D. The Confusion: who is this man? The healing of the blind man understandably caused a sensation and confusion among the neighbors and all who had previously known him as “the beggar.” The change was so amazing that verses 8 & 9 report that some were saying, “Isn’t this the same man who used to sit and beg? Some claimed he was. Others said, ‘No, he only looks like him.” This was the confusion: who is this man? Some found it easier to believe in a case of mistaken identity rather than believing in a miraculous healing. The discussion was cut short by the formerly blind man himself, who emphatically asserted, “I am the man.”
At least some were convinced that this was indeed the man who had been blind and they demanded, “How then were your eyes opened?’
The man didn’t try to explain how it happened, he couldn’t. All he could do was to tell them what had happened: “The man they call Jesus made some mud and put it on my eyes. He told me to go to Siloam and wash. So, I went and washed, and then I could see.” Wanting to meet the one who performed such an incredible miracle, the crowd asked, “Where is this man?” But the “unblind” man didn’t know where Jesus was, and having never seen Him, could not have identified Him in any case. Jesus had disappeared from the scene, leaving the blind man as the focal point.
III. Conclusion
This account of Jesus’ healing a blind man perfectly illustrates the salvation process. Blinded by sin, lost sinners have no capacity to recognize the Savior or find Him on their own. Turn to
Romans 3:10-12. Romans 3:23 summarizes it this way, “For all have sinned and fall short of the glory of God.” The blind man would not have been healed if Jesus had not sought him out from all the other beggars and healed him. So it is with salvation, if God did not reach out to spiritually blind sinners, no one would be saved. Turn to Romans 5:6-8.
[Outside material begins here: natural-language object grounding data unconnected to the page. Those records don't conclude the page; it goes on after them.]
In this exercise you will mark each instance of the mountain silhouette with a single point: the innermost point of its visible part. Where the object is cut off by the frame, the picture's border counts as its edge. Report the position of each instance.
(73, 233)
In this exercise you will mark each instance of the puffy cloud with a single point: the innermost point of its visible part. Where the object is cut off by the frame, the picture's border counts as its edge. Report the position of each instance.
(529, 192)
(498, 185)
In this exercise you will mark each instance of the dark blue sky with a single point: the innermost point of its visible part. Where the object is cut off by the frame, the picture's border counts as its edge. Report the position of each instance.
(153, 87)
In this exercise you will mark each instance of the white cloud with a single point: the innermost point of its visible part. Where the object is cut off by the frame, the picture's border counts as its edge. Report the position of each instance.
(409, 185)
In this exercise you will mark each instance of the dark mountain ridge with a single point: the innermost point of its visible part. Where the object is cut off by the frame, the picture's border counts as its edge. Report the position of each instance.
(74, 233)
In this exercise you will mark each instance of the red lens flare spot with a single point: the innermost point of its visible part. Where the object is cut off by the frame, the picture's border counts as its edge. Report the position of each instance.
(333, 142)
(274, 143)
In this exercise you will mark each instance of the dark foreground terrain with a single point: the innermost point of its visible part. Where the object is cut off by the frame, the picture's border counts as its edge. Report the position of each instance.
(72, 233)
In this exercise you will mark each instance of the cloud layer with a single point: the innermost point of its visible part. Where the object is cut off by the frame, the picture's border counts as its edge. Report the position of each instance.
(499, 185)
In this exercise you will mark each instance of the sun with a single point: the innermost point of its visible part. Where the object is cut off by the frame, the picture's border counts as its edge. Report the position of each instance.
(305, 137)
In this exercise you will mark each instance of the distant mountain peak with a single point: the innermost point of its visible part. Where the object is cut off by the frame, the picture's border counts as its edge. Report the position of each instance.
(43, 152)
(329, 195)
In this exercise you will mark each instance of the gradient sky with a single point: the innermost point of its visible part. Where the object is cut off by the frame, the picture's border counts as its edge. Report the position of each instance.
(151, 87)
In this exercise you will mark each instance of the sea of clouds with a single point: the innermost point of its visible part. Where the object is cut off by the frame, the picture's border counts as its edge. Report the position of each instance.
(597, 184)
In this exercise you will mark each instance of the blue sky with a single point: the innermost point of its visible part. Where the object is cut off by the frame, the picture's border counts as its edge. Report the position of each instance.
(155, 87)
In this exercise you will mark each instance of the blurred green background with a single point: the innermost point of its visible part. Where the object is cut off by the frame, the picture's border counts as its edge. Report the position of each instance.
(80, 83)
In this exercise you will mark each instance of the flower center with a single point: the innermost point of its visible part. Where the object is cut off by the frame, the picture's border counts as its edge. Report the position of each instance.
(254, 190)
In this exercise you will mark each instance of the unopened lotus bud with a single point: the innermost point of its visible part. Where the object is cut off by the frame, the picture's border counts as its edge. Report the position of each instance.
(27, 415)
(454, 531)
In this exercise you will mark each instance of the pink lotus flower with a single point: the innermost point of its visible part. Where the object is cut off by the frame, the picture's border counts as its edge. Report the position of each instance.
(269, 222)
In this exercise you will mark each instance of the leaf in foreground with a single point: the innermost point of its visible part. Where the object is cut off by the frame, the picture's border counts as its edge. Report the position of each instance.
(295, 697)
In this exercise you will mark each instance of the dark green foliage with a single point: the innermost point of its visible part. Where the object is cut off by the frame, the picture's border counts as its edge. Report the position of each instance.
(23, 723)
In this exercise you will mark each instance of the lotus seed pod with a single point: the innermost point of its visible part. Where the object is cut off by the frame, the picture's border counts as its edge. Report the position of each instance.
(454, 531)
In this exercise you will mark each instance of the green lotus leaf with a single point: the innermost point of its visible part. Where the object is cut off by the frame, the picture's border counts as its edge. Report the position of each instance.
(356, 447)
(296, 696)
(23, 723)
The blind man wasn’t healed because of something he did or didn’t do; he was healed as a gift from God. Sinners aren’t healed because of something they have done; rather they are saved as a gift of God. Romans 6:23 says, “For the wages of sin is death, but the gift of God is eternal life in Christ Jesus our Lord.” One doesn’t earn a gift but merely accepts it from the giver. 1 Peter 2:24 says, “He himself bore our sins in his body on the tree, so that we might die to sins and live for righteousness; by his wounds you have been healed.” Finally, the blind man was healed only when he obeyed Jesus’ command and washed in the pool of Siloam. So also, are sinners saved only when they humbly and obediently accept and obey God’s Word and make Jesus their Savior and Lord (Romans 10:9-10).
Besides the “salvation process,” there is something else in this story that applies to Christians today. In John 9:4 Jesus said, “As long as it is day, we must do the work of him who sent me. Night is coming, when no one can work.” What Jesus told His disciple then applies to all believers today: “we must do the work of him who sent me” Jesus—we are all to be working. No one knows when the end—darkness—will come for an individual or the world when Christ returns in glory. We need to serve God with a sense of urgency; as Paul wrote in Ephesians 5:16, “making the most of every opportunity, because the days are evil.” The Puritan pastor Richard Baxtor put it this way, “I preached as never sure to preach again, and as a dying man to dying men.” Or using a more current phrase: “Don’t put off until tomorrow what you can do today.” Is there someone in your life who needs to hear the way of salvation? Don’t put it off—tell them today. Today may be the last opportunity you have—speak as if you were never going to speak again, as a dying man to dying men.